Since we know the initial speed of the ball when it left your hand was 30 m/s, we can use the principle of conservation of energy to find the speed of the ball after 2 seconds.
At the highest point, the ball momentarily stops, which means its final speed will be the same as its initial speed of 30 m/s, but in the opposite direction because it's moving downwards.
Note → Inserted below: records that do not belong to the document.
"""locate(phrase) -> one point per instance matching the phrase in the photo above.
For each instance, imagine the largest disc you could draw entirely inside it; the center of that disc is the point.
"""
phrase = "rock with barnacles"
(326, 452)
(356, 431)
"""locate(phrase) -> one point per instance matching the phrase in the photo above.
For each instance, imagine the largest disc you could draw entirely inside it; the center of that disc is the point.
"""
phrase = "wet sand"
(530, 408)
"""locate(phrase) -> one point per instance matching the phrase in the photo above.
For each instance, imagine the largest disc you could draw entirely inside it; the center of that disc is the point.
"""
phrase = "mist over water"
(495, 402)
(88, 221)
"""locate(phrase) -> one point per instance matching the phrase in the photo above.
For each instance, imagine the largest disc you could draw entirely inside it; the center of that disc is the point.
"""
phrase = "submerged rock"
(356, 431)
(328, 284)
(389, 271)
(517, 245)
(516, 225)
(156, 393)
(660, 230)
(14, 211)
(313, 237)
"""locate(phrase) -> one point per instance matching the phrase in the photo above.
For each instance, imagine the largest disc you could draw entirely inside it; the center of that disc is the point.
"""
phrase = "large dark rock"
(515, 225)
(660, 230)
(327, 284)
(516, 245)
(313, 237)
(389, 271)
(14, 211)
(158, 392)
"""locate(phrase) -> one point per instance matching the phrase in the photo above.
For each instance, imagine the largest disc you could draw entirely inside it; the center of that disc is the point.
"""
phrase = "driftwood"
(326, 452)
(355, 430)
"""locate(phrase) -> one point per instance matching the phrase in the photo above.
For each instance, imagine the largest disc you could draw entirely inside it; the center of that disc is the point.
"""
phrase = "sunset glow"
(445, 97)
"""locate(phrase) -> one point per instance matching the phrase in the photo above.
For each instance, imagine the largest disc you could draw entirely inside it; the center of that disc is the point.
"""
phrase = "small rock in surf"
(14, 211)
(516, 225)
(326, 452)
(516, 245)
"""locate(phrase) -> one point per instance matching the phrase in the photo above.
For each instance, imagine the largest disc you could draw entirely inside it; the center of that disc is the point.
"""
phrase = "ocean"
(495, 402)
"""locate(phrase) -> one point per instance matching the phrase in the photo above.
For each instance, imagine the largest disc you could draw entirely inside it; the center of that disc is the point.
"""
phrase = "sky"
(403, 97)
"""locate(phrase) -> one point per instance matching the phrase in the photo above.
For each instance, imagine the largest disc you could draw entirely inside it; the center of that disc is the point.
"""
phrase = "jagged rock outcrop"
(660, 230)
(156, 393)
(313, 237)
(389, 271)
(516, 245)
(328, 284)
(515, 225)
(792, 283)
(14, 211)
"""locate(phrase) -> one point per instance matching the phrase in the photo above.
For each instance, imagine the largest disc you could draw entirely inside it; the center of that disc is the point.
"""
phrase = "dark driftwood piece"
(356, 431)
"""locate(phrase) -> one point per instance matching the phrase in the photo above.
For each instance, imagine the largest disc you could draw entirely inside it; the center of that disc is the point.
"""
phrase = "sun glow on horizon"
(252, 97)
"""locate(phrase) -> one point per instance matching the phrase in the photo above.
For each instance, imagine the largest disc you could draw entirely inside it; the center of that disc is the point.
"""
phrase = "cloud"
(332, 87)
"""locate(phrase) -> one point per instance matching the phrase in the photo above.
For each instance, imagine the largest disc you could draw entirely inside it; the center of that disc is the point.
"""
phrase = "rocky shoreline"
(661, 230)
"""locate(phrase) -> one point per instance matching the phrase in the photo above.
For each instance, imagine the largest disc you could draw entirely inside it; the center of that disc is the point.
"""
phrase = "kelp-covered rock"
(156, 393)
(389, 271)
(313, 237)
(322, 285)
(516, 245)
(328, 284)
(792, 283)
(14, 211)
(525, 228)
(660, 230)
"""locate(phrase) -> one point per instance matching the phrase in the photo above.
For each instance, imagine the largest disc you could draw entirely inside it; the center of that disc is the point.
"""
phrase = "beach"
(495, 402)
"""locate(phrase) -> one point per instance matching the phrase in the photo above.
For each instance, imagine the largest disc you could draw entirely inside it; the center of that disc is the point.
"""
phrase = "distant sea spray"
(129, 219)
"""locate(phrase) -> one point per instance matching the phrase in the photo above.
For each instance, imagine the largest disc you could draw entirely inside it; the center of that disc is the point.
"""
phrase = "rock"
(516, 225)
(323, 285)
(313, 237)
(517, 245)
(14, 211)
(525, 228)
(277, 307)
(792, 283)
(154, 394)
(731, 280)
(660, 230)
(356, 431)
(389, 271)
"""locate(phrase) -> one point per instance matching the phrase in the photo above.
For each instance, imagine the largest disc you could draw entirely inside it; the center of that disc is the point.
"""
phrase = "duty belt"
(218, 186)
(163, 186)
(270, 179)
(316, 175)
Therefore, the ball will have a speed of -30 m/s (negative sign indicating the change in direction) after 2 seconds.
Next, to determine the ball's position after 2 seconds, we need to calculate its displacement. The formula to calculate displacement can be written as:
displacement (d) = initial velocity (v) * time (t) + (1/2) * acceleration (a) * (time)^2
Since our initial velocity is 30 m/s and we're ignoring air resistance, the acceleration due to gravity is a constant -9.8 m/s^2 (taking the negative sign because it opposes the motion of the ball). Plugging in the values, we have:
d = 30 m/s * 2 s + (1/2) * (-9.8 m/s^2) * (2 s)^2
d = 60 m + (1/2) * (-9.8 m/s^2) * 4 s^2
d = 60 m - 19.6 m/s^2 * 4 s^2
d = 60 m - 78.4 m
d = -18.4 m
The negative sign in the displacement indicates that the ball is 18.4 meters below its initial position after 2 seconds. Therefore, the ball is traveling downward with a speed of -30 m/s and is located 18.4 meters below the initial position at this time.